At Coca-Cola European Partners, there’s a CSR committee that consists of the chief executive chairman and non executive directors. They look at the strategy for sustainability and monitor the measures and KPIs. “It’s a board committee that reports back to the main board and is driving an agenda that is looked at by the whole board,” Wardle explained.

For example, in 2018 they reported the following, compared to 2010:

  • 50% reduction in greenhouse gas emissions
  • 16% reduction in sugar in drinks
  • 11% reduction in water use
  • 100% of electricity purchased from renewable sources

“It’s important that you have a dashboard for that, that you measure it, that you look at it,” Wardle said regarding ESG initiatives. Wardle also clarified that ESG outcomes won’t look the same for every business.

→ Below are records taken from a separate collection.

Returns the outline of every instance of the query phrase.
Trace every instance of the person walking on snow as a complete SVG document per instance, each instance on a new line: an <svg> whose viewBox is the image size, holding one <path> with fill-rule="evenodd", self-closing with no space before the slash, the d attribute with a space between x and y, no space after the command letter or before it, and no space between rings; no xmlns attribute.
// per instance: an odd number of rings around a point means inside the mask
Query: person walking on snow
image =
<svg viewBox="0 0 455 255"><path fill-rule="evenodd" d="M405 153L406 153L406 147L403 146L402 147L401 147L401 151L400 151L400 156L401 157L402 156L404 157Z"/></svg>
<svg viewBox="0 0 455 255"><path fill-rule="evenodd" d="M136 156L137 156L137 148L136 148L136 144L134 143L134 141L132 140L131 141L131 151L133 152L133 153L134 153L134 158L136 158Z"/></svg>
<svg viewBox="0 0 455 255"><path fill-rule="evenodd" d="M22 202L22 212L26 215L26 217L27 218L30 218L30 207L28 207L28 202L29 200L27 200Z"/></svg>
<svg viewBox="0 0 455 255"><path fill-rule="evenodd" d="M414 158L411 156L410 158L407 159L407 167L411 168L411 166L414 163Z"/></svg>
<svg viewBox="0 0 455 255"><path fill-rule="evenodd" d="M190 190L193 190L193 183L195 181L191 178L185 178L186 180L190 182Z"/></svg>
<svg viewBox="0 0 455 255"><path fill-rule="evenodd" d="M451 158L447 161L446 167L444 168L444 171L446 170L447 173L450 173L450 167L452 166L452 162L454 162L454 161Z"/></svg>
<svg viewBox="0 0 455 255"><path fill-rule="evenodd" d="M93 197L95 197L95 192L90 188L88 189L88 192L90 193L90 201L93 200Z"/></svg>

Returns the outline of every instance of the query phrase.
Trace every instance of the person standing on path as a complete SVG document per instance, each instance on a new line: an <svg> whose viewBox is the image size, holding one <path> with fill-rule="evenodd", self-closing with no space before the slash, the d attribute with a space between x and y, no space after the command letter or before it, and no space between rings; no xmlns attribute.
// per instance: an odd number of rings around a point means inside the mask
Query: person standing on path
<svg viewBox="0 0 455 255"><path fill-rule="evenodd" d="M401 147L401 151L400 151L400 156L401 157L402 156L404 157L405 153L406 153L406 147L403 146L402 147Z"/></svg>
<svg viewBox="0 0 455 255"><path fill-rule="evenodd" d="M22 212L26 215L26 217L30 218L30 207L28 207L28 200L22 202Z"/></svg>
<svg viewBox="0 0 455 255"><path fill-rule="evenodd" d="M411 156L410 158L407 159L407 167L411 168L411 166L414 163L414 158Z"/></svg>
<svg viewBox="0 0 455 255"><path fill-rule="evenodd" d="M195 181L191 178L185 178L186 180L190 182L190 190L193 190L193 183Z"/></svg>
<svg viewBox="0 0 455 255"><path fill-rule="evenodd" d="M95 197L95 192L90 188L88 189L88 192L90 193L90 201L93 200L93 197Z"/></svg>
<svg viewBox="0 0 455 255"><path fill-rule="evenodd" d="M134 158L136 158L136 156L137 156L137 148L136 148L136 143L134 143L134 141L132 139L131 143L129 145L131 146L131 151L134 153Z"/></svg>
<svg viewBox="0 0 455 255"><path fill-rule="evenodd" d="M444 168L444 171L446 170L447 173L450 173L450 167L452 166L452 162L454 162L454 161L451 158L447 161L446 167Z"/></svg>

Wardle’s board decided to report on ESG on an integrated basis to represent that they’ve embedded sustainability into everything they do. “We look at our key measures on people, on environment and so forth alongside our key measures on returns to shareholders profit,” Wardle said. “It’s important to do that because the two are not completely separate.”

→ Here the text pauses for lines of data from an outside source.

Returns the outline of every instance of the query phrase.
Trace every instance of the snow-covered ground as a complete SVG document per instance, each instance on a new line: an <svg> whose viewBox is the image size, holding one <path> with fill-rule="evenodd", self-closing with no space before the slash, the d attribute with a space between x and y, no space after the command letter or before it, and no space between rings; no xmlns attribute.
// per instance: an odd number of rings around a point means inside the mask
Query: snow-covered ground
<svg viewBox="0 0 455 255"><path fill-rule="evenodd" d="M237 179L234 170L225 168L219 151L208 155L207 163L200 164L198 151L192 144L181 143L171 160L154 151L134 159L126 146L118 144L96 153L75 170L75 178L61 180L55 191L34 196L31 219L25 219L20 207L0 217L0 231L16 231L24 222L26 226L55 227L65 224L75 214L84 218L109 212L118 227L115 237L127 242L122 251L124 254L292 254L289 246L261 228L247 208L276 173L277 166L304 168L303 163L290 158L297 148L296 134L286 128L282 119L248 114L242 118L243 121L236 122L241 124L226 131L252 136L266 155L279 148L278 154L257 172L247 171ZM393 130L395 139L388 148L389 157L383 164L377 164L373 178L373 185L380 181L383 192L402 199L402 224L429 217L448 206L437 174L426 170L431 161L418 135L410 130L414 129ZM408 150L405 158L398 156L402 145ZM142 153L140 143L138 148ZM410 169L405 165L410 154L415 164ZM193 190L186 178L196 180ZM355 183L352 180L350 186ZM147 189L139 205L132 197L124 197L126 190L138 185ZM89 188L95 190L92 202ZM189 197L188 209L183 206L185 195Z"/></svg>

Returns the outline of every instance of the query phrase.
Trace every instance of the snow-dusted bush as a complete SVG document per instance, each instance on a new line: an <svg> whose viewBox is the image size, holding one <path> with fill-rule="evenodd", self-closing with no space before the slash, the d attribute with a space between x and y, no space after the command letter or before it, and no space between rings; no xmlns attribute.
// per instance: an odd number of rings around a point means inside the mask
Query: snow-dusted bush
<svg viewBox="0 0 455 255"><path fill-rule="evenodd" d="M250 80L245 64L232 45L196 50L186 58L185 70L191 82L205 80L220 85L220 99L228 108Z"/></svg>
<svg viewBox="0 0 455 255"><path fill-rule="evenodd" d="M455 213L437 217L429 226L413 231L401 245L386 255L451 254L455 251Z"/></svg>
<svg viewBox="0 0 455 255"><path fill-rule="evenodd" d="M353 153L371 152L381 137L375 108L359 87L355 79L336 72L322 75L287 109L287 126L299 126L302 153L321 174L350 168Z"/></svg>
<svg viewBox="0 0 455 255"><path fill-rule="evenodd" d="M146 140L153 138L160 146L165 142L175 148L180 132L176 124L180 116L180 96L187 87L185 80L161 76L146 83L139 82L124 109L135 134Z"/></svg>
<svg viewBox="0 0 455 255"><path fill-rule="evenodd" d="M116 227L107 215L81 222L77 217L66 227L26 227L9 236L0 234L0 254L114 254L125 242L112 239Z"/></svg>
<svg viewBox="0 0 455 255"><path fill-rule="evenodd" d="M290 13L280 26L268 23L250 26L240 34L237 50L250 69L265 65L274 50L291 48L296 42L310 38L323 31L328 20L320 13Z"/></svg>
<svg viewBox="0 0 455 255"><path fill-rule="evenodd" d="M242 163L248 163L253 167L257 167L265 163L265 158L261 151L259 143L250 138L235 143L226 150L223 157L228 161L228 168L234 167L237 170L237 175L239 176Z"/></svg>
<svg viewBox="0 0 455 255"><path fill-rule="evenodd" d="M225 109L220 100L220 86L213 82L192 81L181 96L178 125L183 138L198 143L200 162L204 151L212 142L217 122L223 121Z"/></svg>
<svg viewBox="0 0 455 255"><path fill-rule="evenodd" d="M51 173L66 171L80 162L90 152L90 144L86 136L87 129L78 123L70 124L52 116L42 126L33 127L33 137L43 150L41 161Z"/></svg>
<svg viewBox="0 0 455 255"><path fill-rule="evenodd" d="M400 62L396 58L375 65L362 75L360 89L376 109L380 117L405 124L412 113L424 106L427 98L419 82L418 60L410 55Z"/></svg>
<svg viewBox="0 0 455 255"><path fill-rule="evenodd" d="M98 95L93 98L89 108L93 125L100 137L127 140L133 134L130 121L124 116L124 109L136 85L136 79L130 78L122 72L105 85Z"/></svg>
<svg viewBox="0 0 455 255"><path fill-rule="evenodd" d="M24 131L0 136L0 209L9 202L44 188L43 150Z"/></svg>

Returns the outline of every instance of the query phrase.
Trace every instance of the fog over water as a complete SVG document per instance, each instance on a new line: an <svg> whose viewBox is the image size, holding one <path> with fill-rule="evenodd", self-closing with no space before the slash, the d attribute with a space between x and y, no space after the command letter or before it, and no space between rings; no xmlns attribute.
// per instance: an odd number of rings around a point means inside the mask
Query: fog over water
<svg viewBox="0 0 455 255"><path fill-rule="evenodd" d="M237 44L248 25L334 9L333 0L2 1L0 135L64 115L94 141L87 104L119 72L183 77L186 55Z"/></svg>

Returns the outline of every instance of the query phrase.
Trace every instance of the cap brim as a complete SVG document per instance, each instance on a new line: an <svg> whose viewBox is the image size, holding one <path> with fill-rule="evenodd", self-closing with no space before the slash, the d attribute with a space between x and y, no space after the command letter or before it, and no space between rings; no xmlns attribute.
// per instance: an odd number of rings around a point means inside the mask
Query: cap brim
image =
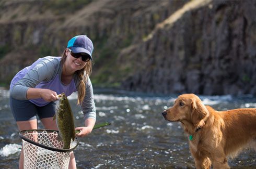
<svg viewBox="0 0 256 169"><path fill-rule="evenodd" d="M73 53L86 53L89 55L90 57L90 59L92 60L91 53L88 50L83 47L71 47L70 48Z"/></svg>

“It’s about developing good ways forward, about encouraging best practice rather than hard-wiring any particular way forward.” – Clare Wardle

Focus and Belief

ESG may be rising in importance globally, but it’s still an underemphasized aspect of business. Wardle noted a potential reason for this: “Of the two big obstacles, one is not believing that ESG governance hits your bottom line. Every one of our environmental targets, we’re seeing that that’s going to make us a better, more sustainable business.”

The other is having short-term targets and results without focusing on maintaining an awareness of what’s going on.

“Focus and belief–those are the two really key things,” Wardle said.

Leading Questions

Finally, we had three questions for Wardle to wrap up our fascinating conversation.

Q: What will be the biggest difference between boardrooms today and 10 years from now?

A: More access to technology and more cognitive diversity.

Q: What’s the last thing you’ve read, watched, or listened to that made you think about governance in a new light?

A: The Value of Everything by Mariana Mazzucato.

Q: What is your current passion project?

A: Driving gender diversity and cognitive diversity throughout the business.